Key points of attention:
  • The “boxing the slipstream” exercise has been invented to practice all positions a pilot can reasonably get into
  • The aim is to perform a square box outside the slipstream, pausing at each corner
  • The instructor will release if the exercise leads to an unsafe situation

Aerotow launching is relatively safe compared to other launch methods. One of the biggest risks is that the glider climbs too high above the towplane. In Lesson 16 we already stressed how you should make sure you only adopt a slightly higher position. When a glider rises too high above the towplane (which is called a tug upset), the glider can swing up, slowing the towplane down and forcing it into a steep dive.

This unwanted manoeuvre is called a "slingshot" and it places the towplane in a very dangerous position, especially if it happens close to the ground. Don’t underestimate the risk of it happening, just two to three seconds of not paying attention can lead to a slingshot. In other words: keep a constant eye on the towplane and if you suddenly can’t see it anymore (because you’ve climbed too high): release immediately!
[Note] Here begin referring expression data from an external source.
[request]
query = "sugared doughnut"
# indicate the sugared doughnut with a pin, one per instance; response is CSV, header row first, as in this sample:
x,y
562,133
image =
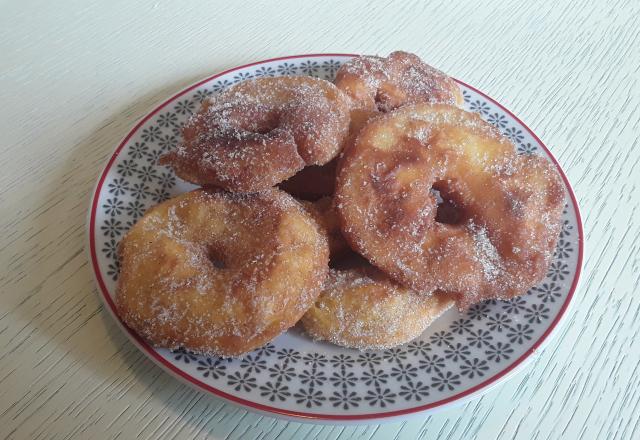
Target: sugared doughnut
x,y
220,273
384,84
509,206
261,132
362,308
324,213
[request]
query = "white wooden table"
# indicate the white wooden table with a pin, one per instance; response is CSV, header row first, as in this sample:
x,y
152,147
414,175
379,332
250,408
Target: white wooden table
x,y
76,75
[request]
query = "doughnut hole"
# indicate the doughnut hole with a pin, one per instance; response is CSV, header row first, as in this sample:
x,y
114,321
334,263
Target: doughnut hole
x,y
450,210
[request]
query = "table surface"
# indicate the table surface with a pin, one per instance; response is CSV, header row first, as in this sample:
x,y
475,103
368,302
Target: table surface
x,y
76,75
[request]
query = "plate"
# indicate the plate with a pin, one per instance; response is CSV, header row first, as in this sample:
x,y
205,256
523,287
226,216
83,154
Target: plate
x,y
458,357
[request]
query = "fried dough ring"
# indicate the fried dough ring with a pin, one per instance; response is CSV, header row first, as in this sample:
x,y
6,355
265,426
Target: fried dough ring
x,y
509,205
384,84
261,132
174,292
362,308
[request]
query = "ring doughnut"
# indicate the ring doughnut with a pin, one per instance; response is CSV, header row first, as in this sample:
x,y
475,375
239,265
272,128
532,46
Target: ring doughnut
x,y
384,84
261,132
508,206
220,273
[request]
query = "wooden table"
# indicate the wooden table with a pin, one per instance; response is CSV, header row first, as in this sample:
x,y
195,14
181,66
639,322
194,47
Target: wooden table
x,y
76,75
In Lesson 16, we also described how you can correct for a possible slack in the towrope, namely by using some sideslip to tighten it again or (if this doesn’t work sufficiently) by carefully using the airbrakes, which increases the drag. In that case you close the airbrakes just before the rope is tight. The exercise you will be doing in this lesson requires coordination between your instructor and the tug pilot. It should only be carried out at a safe height above the ground. The instructor will release as soon as the exercise leads to a potentially dangerous situation for the glider and/or the towplane.


Boxing the slipstream
We start the exercise by descending through the slipstream until just below it, clear of the buffet (the towplane’s turbulent airflow). You now exert a slight downward pressure on the tail of the towplane, and the tug pilot will respond to the downward pull by lowering his or her pitch attitude. This will slightly change the direction of the slipstream. Re-establish your position by making a slight climb back to the slipstream, and descend to just below it. Flying just below the slipstream of the towplane is called the low tow position. Some countries (for example Australia) prefer the low towing position as this reduces the risk of a tug upset.
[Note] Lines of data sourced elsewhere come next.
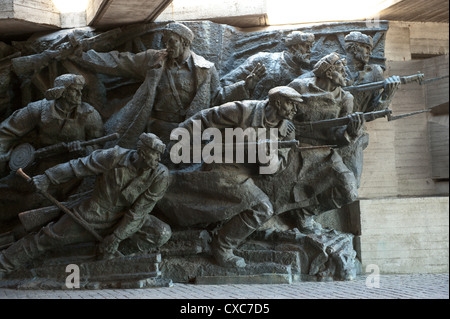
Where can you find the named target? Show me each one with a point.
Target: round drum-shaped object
(21, 157)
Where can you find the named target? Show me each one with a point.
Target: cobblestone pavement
(415, 286)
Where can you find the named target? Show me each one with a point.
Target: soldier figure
(177, 83)
(326, 100)
(359, 48)
(128, 185)
(61, 117)
(281, 67)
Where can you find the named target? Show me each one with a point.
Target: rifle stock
(340, 121)
(419, 77)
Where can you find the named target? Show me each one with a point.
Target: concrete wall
(401, 231)
(405, 235)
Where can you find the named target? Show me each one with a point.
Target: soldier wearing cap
(61, 117)
(325, 88)
(325, 99)
(128, 185)
(359, 47)
(280, 67)
(176, 83)
(241, 205)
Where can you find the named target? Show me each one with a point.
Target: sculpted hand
(356, 123)
(255, 76)
(391, 86)
(74, 146)
(40, 182)
(108, 247)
Now carefully move at least one wingspan sideways (left or right). Keep in mind that if you move too far sideways, you will start overtaking the towplane. Maintain the same sideways position and slowly climb back to the normal tow position. There shouldn't be a buffet if you're far enough away. As you slowly climb back to the normal vertical position, you may need some offset ailerons and rudder because the towrope will pull you back to the center. After a pause and while keeping the towplane on the horizon, now let the glider be pulled back into line with its wings level by the towrope. Complete the box in the opposite direction if there is time left.